Nous devons prendre garde à l’insatisfaction actuelle de notre population. Cette situation de blocage qui dure depuis dix ans produit de grandes frustrations. C’est un peu comme si on nous demandait d’avancer avec un vélo que l’on refuserait de munir de pédales. En descente, il peut encore avancer. Mais dès qu’il y a une pente ascendante, il risque de s’arrêter.

– La Macédoine est-elle donc à l’arrêt?

– Loin de là. Nous avons mis à profit cette période pour nous dédier à l’économie. Nous avons modifié notre système de taxation, créé des zones économiques libres, établi des privilèges pour les investisseurs étrangers. Notre économie est l’une des seules à croître actuellement dans la région. Mais tout cela n’empêche pas que les frustrations dont je vous parlais s’accumulent. Après tout, le seul moyen de transformer réellement notre économie, c’est d’entamer une transition en vue de l’adhésion. Nous ne pouvons pas le faire tout seuls. La Macédoine se sent oubliée, abandonnée par les Européens.

– A vos yeux, quels sont les risques liés à cette situation?

– Ils sont multiples. Notez bien que notre région est placée au centre d’un anneau de feu. Nous avons l’Ukraine au nord, le Proche-Orient à l’est, la Libye au sud. Toutes ces secousses ont des répercussions dans notre pays, mais nous manquons de moyens pour y faire face. Ajoutez encore la question des migrants qui fuient les guerres et arrivent chez nous après être souvent passés par la Grèce… Si nous étions membres de l’Union européenne et de l’OTAN [la Grèce oppose un veto similaire à l’entrée du pays au sein de l’Alliance atlantique, ndlr], nous pourrions nous inscrire davantage dans une politique commune, nous disposerions de plus de renseignements en matière de sécurité, pour assurer davantage de protection à nos frontières. Or nous sommes privés de tout cela. Comme si l’Europe n’avait aucune obligation envers nous.

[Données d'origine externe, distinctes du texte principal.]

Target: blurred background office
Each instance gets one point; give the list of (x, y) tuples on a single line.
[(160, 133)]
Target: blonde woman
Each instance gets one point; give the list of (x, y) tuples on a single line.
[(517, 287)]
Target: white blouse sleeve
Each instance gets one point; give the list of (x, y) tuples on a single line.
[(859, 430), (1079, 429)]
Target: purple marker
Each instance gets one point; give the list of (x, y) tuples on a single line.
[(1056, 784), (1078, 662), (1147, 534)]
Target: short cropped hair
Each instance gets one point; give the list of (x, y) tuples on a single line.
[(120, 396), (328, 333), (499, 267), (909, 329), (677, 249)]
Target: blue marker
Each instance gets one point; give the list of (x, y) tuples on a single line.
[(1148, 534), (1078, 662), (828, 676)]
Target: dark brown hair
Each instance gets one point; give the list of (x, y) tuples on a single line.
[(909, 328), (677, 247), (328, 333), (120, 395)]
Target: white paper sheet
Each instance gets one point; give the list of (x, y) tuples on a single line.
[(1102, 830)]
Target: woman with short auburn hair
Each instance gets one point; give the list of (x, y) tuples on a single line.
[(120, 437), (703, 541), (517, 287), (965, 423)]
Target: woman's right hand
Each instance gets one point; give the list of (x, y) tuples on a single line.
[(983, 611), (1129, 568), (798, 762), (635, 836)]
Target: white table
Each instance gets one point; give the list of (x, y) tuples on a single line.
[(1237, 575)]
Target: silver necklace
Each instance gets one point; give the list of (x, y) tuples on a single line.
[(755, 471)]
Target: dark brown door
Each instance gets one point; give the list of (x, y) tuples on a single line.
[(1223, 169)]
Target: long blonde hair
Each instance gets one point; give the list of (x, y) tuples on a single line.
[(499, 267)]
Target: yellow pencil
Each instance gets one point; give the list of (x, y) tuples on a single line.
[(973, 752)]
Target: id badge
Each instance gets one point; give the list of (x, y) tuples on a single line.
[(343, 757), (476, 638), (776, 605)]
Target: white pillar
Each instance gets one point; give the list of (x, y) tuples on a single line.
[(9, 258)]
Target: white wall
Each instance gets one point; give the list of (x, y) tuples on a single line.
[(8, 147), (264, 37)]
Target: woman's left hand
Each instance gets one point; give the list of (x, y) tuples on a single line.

– La question de la radicalisation d’une partie de la jeunesse musulmane commence à devenir d’actualité aussi dans les Balkans. Les jeunes Macédoniens musulmans sont-ils tentés par le djihad?

– Cette radicalisation augmente un peu partout, donc aussi chez nous. Mais je tiens à être très clair: nous ne sommes pas devant un problème religieux, mais purement idéologique. Traditionnellement, en Macédoine, musulmans et chrétiens vont jusqu’à partager les mêmes lieux de culte. A la notion de tolérance, nous préférons celle de respect, qui implique la réciprocité. Mais aujourd’hui, la globalisation et Internet, ajoutés à une certaine incertitude qui plane sur les Balkans, font que des jeunes peuvent être séduits facilement par les messages des radicaux. La situation dans la région est très sensible. Et croyez-moi, dans les Balkans, nous avons malheureusement l’habitude de la guerre, à tel point que nous sommes très sensibles à son odeur.

– Quelles sont vos relations avec la Russie?

– Un petit pays comme le nôtre doit être ouvert et maintenir des bonnes relations avec chacun. C’est ce que nous faisons avec la Russie, dont nous avons un grand besoin en termes d’importation d’énergie ou de marché pour nos produits. Ceci est indépendant d’une intégration dans l’UE.